What are the 4 typical comorbidities associated with Duchenne MD?
primary dilated cardiomyopathy: MITRAL regurg. can lead to heart failure and arrhythmias in later stages
fractures
progressive scoliosis
impaired pulmonary function due to respiratory muscle weakness
______ is the clinical distinction between Becker and Duchanne MD. How long can they remain _______? ______ is usually worse when compared to Duchanne
retained strength
Usually ambulatory at least until age 15 and commonly into adult life
WORSE: cardiac dz in Becker due to retained ability to exercise
As a PCP, what 3 tests should you order if you suspect MD? Then what should you do?
serum CK
EKG
EMG
refer to neuromuscular specialist/ MD center
What will the serum CK show in a pt with MD? When is it at its peak? Is CK elevated or decreased in carriers?
elevated in DBMD patients prior to clinical signs of disease
Peaks ~age 2; usually 5-10x ULN or more; then falls by 25% per yr
CK increased up to 10x ULN in carriers - 50% DMD carriers, 30% BMD carriers
What will the EKG show in a pt with MD? What will the EMG show?
tall right precordial R waves, increased R/S ratio, deep Q waves in I, aVL, V5-6
DMD also associated with conduction disturbances leading to variety of arrhythmias
EMG: myopathic changes
_____ is the first line and confirms dx test in MD
Genetic analysis
What will a muscle bx show in a pt with MD? What about dystrophin specifically? Give DMD and BMD results
degeneration, regeneration, isolated “opaque” hypertrophic fibers, replacement of muscle by fat and connective tissue
DMD - most pts have total or near-total absence of dystrophin
BMD - ~85% with abnormal size and amount; ~15% with normal size, abnormal amount
______ is the mainstay of tx for MD. When is it recommended to start? What age? What are the dosing considerations?

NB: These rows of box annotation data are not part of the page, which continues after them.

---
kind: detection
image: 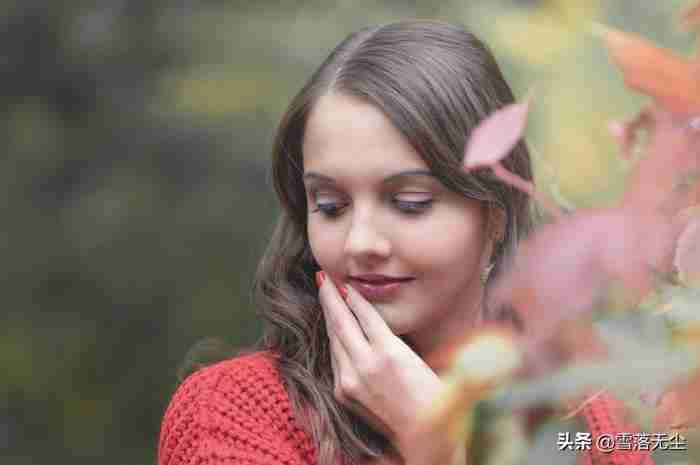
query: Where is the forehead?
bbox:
[302,93,427,176]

Glucocorticoids (prednisone)
start before significant physical decline occurs
boys 4+ years old whose motor skills have plateaued or starting to decline
do NOT abruptly stop, need to taper and may need stress dosing
What are 3 good parameters to assess benefits of glucocorticoids in MD?
Timed muscle function tests
pulmonary function tests
age at loss of independent ambulation
________ : systemic glucocorticoid specifically for DMD. What is potential SE? More or less SE when compared to prednisone?
Deflazacort (Emflaza)
may stunt growth
LESS general SE when compared to prednisone
________ is the newest glucocorticoid option for MD but it is expensive
Vamorolone (Agamree)
________ binds to exon 51 of mRNA, causes skipping of exon 51 in translation of the DMD gene. What percent of DMD pts have this variant? What is the theoretical end result?
Eteplirsen (Exondys 51)
13% of DMD pts have exon-51 variants
increases dystrophin
______ and ________ Causes skipping of exon 53 in translation of the DMD gene. What percent of DMD pts have this variant?